The SPS agreement with ACP states was reached on 1 June 1995, and, like the ACP/EU Sugar Protocol, it is a government-to-government agreement, but unlike the Protocol, it is of a fixed duration and the ACP states are jointly and severally liable to supply the quantities of sugar covered by the SPS agreement. The SPS agreement is for an initial period of six years, matching the duration of the new sugar régime and the refiners rights to refine raw sugar.

'During the period 1 July 1995 to 30 June 2001:

  • the European Community undertakes to open annually a special tariff quota for the import of raw cane sugar for refining which originates in ACP states, on the basis of the needs determined by the Commission in accordance with paragraph 3 ("bilan"), and
  • 'the ACP states undertake to supply the said quantities under conditions fixed by this agreement and by the measures taken by the Commission for the application of this agreement within the framework of the management of the common organization of the markets in the sugar sector.' - Paragraph 1 of the SPS Agreement.

At the 55th session of the ACP Council of Ministers, a formula was established to allocate amongst the ACP States signatory to the Protocol all quantities of SPS allocated to the ACP.

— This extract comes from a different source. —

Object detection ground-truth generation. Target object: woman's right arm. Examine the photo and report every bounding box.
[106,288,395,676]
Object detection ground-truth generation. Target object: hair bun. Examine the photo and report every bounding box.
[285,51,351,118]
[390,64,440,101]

The conditions of the SPS agreement include a minimum delivered price to be paid by EU refiners, equivalent to approximately 85% of the ACP guaranteed price for raw sugar. The minimum delivered price is calculated by deducting 8.1 euros per 100kg from the ACP guaranteed price for raw sugar fixed under the ACP/EU Sugar Protocol. The quantities of SPS for each marketing year (July/June) are determined by means of the bilan which is provisionally agreed in May and finalized the following February.

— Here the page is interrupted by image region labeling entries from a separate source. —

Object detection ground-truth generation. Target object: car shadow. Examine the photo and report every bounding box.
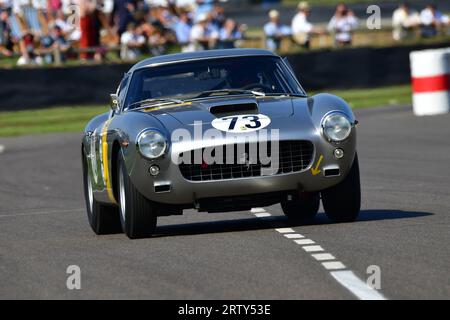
[154,210,433,237]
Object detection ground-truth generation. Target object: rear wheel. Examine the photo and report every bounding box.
[83,153,122,235]
[322,155,361,222]
[281,192,320,222]
[117,152,157,239]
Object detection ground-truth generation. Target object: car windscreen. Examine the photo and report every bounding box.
[125,56,305,107]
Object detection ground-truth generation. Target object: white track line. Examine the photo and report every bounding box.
[302,246,324,252]
[294,239,315,246]
[330,270,386,300]
[275,228,295,233]
[311,253,336,261]
[322,261,345,270]
[284,233,305,239]
[0,209,86,218]
[251,208,386,300]
[255,212,271,218]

The SPS deduction of 8.1 euros/100kg is made up of a special reduced duty and the adjustment aid. The adjustment aid was introduced in 1987 further to EU price changes in the early 1980's when raw sugar and white sugar prices did not move in parallel and when ACP raw cane sugar was removed from the storage costs equalization scheme. It is therefore a technical adjustment designed to ensure equal treatment for beet and cane sugar in the EU market. Until the SPS agreement of 1995, the adjustment aid was paid exclusively from Community funds (FEOGA), however, the adjustment aid is now paid for by the ACP to EU refineries.